Tutorial 4: Training

This tutorial puts everything together: loss functions, optimizers, gradient clipping, mixed precision training, and the training loop. It builds on Tutorial 3: Modules.

Loss Functions

All loss functions are free functions returning a scalar Variable ready for backward().

Regression Losses

use flodl::*;

let loss = mse_loss(&pred, &target)?;              // Mean Squared Error
let loss = l1_loss(&pred, &target)?;               // Mean Absolute Error
let loss = smooth_l1_loss(&pred, &target, 1.0)?;   // Huber loss (beta=1.0)
let loss = poisson_nll_loss(&pred, &target, true)?; // Poisson NLL (log_input=true)

Classification Losses

// Cross-Entropy from raw logits.
// pred: [batch, classes] logits.
// target: [batch] class indices (Int64) or [batch, classes] one-hot/soft labels.
let loss = cross_entropy_loss(&logits, &target)?;

// Negative Log Likelihood — use after log_softmax
let loss = nll_loss(&log_probs, &target)?;

// Binary Cross-Entropy (from probabilities, after sigmoid)
let loss = bce_loss(&probs, &target)?;

// Binary Cross-Entropy with logits (numerically stable — preferred)
let loss = bce_with_logits_loss(&logits, &target)?;

// Focal Loss — down-weights easy examples for class imbalance
let loss = focal_loss(&logits, &target, 0.25, 2.0)?;  // alpha, gamma

// KL Divergence
let loss = kl_div_loss(&log_pred, &target)?;

// CTC Loss — for sequence-to-sequence without alignment (speech, OCR)
let loss = ctc_loss(&log_probs, &targets, &input_lengths, &target_lengths, 0)?;

Metric Learning Losses

// Triplet margin loss — push negatives away from anchor-positive pairs
let loss = triplet_margin_loss(&anchor, &positive, &negative, 1.0)?;

// Cosine embedding loss — similar pairs close, dissimilar far
let loss = cosine_embedding_loss(&x1, &x2, &labels, 0.5)?;

// Hinge embedding loss — for binary tasks with {-1, +1} labels
let loss = hinge_embedding_loss(&input, &labels, 1.0)?;

// Margin ranking loss — x1 should be ranked higher than x2
let loss = margin_ranking_loss(&x1, &x2, &labels, 0.0)?;

Optimizers

All optimizers implement the Optimizer trait:

pub trait Optimizer {
    fn step(&mut self) -> Result<()>;
    fn zero_grad(&self);
    fn set_lr(&mut self, lr: f64);
    fn set_group_lr(&mut self, group: usize, lr: f64);  // per-group LR
}

SGD

let optimizer = SGD::new(&params, 0.01, 0.9);  // lr, momentum (0.0 for vanilla SGD)

Adam / AdamW

let optimizer = Adam::new(&params, 0.001);          // default betas (0.9, 0.999), eps=1e-8
let optimizer = AdamW::new(&params, 0.001, 0.01);   // decoupled weight decay

RMSprop

Adaptive learning rate with exponential moving average of squared gradients:

let optimizer = RMSprop::new(&params, 0.01);  // default alpha=0.99, eps=1e-8

Adagrad

Accumulates all past squared gradients — works well for sparse features:

let optimizer = Adagrad::new(&params, 0.01);

RAdam / NAdam

Rectified Adam (variance-aware warmup) and Nesterov-accelerated Adam:

let optimizer = RAdam::new(&params, 0.001);  // auto-warmup via variance rectification
let optimizer = NAdam::new(&params, 0.001);  // Nesterov momentum with Adam

Fused CUDA Optimizers

On CUDA, both Adam and AdamW automatically use _fused_adamw_ – a single multi-tensor kernel that updates all parameters, gradients, and moment buffers in one launch. A naive implementation would require 4N separate kernels (one each for momentum update, variance update, bias correction, and parameter update, per parameter). The fused path reduces this to a single kernel launch for all parameters in a group.

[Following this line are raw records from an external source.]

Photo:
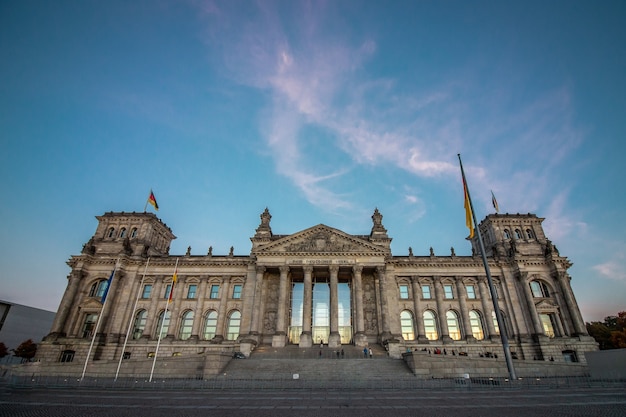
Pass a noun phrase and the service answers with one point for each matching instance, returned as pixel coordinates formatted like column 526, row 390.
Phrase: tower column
column 421, row 331
column 279, row 339
column 334, row 340
column 359, row 338
column 305, row 336
column 221, row 314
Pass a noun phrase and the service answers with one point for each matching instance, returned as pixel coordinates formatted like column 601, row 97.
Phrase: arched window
column 539, row 289
column 140, row 324
column 210, row 325
column 186, row 324
column 89, row 325
column 406, row 323
column 234, row 321
column 430, row 325
column 162, row 325
column 97, row 288
column 476, row 325
column 454, row 330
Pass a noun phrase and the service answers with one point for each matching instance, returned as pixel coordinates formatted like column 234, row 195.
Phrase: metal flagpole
column 95, row 332
column 130, row 322
column 156, row 352
column 492, row 290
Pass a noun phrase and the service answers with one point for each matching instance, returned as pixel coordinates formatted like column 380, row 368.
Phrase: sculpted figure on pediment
column 322, row 241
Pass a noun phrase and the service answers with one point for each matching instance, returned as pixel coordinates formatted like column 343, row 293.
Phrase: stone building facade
column 319, row 285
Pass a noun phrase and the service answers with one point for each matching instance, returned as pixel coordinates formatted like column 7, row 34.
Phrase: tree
column 610, row 334
column 26, row 350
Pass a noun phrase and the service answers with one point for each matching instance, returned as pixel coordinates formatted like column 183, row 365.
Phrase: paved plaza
column 485, row 402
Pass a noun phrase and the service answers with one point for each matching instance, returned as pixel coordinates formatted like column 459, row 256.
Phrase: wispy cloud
column 316, row 80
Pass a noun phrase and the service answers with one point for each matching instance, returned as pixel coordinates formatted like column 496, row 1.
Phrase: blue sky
column 321, row 111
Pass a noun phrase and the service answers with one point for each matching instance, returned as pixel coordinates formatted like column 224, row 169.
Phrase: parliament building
column 315, row 286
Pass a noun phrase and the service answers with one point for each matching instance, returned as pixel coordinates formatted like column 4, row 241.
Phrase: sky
column 321, row 111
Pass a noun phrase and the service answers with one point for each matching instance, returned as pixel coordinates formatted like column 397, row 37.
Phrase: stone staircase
column 295, row 367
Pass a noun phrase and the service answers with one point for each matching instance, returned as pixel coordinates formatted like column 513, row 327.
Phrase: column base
column 334, row 340
column 279, row 340
column 306, row 340
column 360, row 339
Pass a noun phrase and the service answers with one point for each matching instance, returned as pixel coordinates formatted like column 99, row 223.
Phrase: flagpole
column 132, row 316
column 156, row 352
column 492, row 290
column 95, row 332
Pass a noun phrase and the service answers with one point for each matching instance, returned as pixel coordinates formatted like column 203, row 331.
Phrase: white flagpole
column 492, row 290
column 95, row 331
column 156, row 352
column 132, row 318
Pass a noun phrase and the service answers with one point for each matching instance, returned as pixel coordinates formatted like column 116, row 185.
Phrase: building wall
column 527, row 271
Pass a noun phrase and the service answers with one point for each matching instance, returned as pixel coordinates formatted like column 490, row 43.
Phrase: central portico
column 319, row 285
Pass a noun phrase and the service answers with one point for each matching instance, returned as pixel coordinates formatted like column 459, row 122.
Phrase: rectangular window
column 191, row 291
column 147, row 290
column 471, row 293
column 215, row 291
column 404, row 292
column 447, row 292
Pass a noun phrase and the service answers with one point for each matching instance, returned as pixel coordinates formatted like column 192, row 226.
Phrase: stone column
column 334, row 340
column 570, row 304
column 306, row 336
column 487, row 308
column 220, row 330
column 467, row 327
column 441, row 311
column 419, row 321
column 532, row 310
column 280, row 338
column 198, row 319
column 359, row 338
column 384, row 304
column 60, row 320
column 256, row 306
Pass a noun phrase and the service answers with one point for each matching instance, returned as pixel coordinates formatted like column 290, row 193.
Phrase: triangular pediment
column 320, row 239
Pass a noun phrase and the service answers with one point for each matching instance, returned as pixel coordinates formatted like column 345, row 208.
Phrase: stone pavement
column 549, row 402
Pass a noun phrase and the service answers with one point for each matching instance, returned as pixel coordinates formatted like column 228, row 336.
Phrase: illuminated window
column 471, row 292
column 237, row 291
column 147, row 291
column 191, row 291
column 233, row 325
column 186, row 325
column 430, row 325
column 404, row 292
column 215, row 290
column 406, row 322
column 477, row 326
column 139, row 324
column 210, row 325
column 454, row 330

This is completely automatic. Adam::new() and AdamW::new() use the fused path whenever parameters live on CUDA. No API changes are needed.

The fused kernel also exposes grad_scale and found_inf tensor parameters internally, which GradScaler uses for integrated mixed precision training (see Mixed Precision Training below).

Gradient Clipping

Prevent exploding gradients by clipping after backward and before the optimizer step:

// Scale gradients so total L2 norm <= max_norm
clip_grad_norm(&params, 1.0)?;

// Clamp each gradient element to [-max_val, max_val]
clip_grad_value(&params, 0.5)?;

Under the hood, clip_grad_norm uses _foreach_norm + _foreach_mul_ internally – two kernels total regardless of the number of parameters, instead of 2N kernels with a naive per-parameter approach. This is particularly beneficial on CUDA where kernel launch overhead dominates for small per-parameter operations.

Device Placement

By default, all tensors and parameters live on CPU. To train on CUDA, use move_to_device on the graph.

Moving the model

let model = build_model()?;

if flodl::cuda_available() {
    model.move_to_device(Device::CUDA(0));
}

// Create optimizer AFTER move_to_device.
let params = model.parameters();
let optimizer = Adam::new(&params, 0.001);

Trainer: write a step, get the loop

flodl’s Trainer is the universal training entry, working on any Module (Graph or otherwise), CPU, single GPU, or multi-GPU, all with the same code. You describe one training step as a closure (forward + loss); Trainer::builder owns the rest: the loop, the backward pass, the optimizer step, the gradient sync, and the device replication.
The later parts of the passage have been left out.